Assalto.

Fachada de prédio no Lumiar

Fachada de prédio Lumiar. Tenho a certeza. Fui eu que tirei a foto. Não tenham dúvidas disso.

Hoje uma dúvida assaltou-me. Ela nem sequer era muito grande e não parecia ser atemorizadora. Enganei-me.

— As certezas ou a vida!

Perante esta ameaça, e como fui sempre um bocado caguinchas, lá tive que lhe entregar a carteira. Não estava muito recheada e não tinha o que ela queria. Havia apenas 4 ou 5 interrogações mas de pequeno valor.
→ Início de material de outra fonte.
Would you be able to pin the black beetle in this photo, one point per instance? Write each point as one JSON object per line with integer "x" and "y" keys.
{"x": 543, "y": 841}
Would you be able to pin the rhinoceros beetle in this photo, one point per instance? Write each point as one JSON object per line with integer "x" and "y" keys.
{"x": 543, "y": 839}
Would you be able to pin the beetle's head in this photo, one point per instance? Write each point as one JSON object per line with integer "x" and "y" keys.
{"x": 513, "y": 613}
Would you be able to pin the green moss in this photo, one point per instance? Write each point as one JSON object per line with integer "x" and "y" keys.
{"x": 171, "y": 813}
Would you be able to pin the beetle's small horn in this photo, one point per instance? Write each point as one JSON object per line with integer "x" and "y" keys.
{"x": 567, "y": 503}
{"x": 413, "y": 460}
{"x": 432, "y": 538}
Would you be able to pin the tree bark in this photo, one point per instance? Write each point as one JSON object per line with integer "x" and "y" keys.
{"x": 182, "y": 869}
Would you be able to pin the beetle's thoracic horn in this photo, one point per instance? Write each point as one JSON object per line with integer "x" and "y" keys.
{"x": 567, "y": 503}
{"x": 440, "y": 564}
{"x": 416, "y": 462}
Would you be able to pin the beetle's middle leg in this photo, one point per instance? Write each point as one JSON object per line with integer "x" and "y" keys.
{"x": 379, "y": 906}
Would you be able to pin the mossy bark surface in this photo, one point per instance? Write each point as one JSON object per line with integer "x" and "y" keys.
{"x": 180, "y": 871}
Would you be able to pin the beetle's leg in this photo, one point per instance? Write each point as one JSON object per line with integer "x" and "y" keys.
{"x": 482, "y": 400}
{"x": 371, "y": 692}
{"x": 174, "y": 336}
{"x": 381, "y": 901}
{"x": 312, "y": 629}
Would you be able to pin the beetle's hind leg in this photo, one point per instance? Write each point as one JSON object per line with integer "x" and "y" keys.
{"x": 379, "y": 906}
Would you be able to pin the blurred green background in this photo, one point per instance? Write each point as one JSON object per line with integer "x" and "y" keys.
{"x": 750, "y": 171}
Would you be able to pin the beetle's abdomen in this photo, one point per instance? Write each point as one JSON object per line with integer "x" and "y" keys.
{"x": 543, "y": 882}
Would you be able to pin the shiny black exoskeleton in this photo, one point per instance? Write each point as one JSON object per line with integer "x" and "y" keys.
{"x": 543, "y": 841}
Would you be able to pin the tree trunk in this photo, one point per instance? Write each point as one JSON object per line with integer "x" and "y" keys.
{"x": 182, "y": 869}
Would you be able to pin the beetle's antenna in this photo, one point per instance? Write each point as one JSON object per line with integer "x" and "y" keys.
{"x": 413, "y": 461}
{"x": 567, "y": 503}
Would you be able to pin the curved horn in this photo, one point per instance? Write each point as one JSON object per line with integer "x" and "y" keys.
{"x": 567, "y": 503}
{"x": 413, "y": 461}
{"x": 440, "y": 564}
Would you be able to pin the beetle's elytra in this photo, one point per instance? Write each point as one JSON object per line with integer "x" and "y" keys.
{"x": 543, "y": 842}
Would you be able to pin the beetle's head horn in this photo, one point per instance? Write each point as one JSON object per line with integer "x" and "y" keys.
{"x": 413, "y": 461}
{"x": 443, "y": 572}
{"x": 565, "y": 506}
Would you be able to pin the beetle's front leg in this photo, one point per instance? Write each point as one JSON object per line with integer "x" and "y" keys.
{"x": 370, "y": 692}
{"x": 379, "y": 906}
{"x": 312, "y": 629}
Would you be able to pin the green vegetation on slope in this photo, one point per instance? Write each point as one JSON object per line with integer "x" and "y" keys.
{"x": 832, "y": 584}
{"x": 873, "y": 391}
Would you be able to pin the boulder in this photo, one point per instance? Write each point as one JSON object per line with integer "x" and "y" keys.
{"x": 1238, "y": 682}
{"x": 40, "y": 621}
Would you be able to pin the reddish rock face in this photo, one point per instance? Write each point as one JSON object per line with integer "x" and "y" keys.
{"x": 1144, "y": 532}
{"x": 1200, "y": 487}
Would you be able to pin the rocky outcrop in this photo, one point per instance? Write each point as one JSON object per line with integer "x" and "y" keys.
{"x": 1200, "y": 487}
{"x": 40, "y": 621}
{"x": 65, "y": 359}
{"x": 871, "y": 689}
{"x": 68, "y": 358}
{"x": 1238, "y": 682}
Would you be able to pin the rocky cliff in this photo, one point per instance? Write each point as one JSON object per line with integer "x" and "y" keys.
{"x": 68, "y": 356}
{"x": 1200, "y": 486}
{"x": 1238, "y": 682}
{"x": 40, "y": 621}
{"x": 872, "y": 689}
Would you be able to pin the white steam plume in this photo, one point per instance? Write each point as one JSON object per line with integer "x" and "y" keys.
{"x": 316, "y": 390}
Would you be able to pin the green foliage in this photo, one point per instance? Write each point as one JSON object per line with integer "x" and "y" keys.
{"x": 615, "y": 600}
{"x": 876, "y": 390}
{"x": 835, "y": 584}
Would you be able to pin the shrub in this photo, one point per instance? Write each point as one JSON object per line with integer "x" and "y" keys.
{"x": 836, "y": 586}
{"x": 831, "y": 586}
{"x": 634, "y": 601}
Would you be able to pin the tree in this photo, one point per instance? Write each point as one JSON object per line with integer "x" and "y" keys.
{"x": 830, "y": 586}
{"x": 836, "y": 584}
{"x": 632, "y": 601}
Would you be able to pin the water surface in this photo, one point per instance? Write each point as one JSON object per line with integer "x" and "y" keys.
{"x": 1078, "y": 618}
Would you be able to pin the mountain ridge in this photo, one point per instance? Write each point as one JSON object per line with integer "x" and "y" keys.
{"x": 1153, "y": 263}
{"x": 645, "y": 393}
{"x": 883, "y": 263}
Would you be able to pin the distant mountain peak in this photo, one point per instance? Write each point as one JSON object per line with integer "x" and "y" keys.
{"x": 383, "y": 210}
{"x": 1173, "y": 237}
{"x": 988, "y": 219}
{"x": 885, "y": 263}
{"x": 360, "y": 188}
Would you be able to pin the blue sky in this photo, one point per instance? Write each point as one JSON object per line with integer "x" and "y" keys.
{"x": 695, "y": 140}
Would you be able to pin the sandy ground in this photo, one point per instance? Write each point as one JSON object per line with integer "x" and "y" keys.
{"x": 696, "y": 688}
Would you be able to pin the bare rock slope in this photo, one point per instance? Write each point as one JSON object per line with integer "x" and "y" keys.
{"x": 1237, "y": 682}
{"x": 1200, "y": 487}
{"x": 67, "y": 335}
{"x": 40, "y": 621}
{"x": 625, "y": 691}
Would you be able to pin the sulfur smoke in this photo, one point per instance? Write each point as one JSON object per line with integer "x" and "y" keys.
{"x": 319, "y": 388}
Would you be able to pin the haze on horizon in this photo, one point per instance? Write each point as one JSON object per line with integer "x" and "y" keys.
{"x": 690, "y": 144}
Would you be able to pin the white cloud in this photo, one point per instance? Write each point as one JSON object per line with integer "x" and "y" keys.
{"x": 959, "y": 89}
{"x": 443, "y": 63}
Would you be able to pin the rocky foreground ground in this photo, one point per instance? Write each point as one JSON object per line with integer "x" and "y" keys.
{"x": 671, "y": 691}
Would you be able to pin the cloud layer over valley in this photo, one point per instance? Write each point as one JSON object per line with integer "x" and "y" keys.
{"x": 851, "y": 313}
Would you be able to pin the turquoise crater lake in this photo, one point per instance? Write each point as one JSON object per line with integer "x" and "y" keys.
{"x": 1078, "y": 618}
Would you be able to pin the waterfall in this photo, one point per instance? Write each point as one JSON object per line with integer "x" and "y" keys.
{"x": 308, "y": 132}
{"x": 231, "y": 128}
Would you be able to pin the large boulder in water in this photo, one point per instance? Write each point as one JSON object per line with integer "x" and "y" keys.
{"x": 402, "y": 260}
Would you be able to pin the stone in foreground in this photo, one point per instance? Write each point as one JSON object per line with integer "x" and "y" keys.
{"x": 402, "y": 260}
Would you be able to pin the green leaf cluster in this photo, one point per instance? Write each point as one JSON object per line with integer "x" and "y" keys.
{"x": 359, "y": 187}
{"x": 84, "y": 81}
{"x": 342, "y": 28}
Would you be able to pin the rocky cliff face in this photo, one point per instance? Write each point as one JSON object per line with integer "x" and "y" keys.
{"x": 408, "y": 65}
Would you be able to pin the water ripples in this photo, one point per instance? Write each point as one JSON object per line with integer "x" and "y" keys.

Antes de virar as costas, e mergulhar num mar de questões, ainda falou comigo num tom zangado.

— Para a próxima vez trata de teres a carteira bem recheada de certezas ou transformo-te a vida num inferno existencial, ouviste?

Fiquei a tremer e nem mesmo o auxílio de uma convicção, que veio ao meu encontro, me descansou: mais tarde ou mais cedo a dúvida iria assaltar- me de novo. Disso eu tenho a certeza.

PS: hoje não me apeteceu abordar nada de especial, mas também não quis deixar o blog em branco. Sendo assim, resolvi fazer um post com um conto curto de minha autoria. Chama-se Assalto. A foto também é minha mas funciona mais como uma abstracção colorida.

Obrigado pela compreensão.

:p

Vamos ao Zoo de Lisboa?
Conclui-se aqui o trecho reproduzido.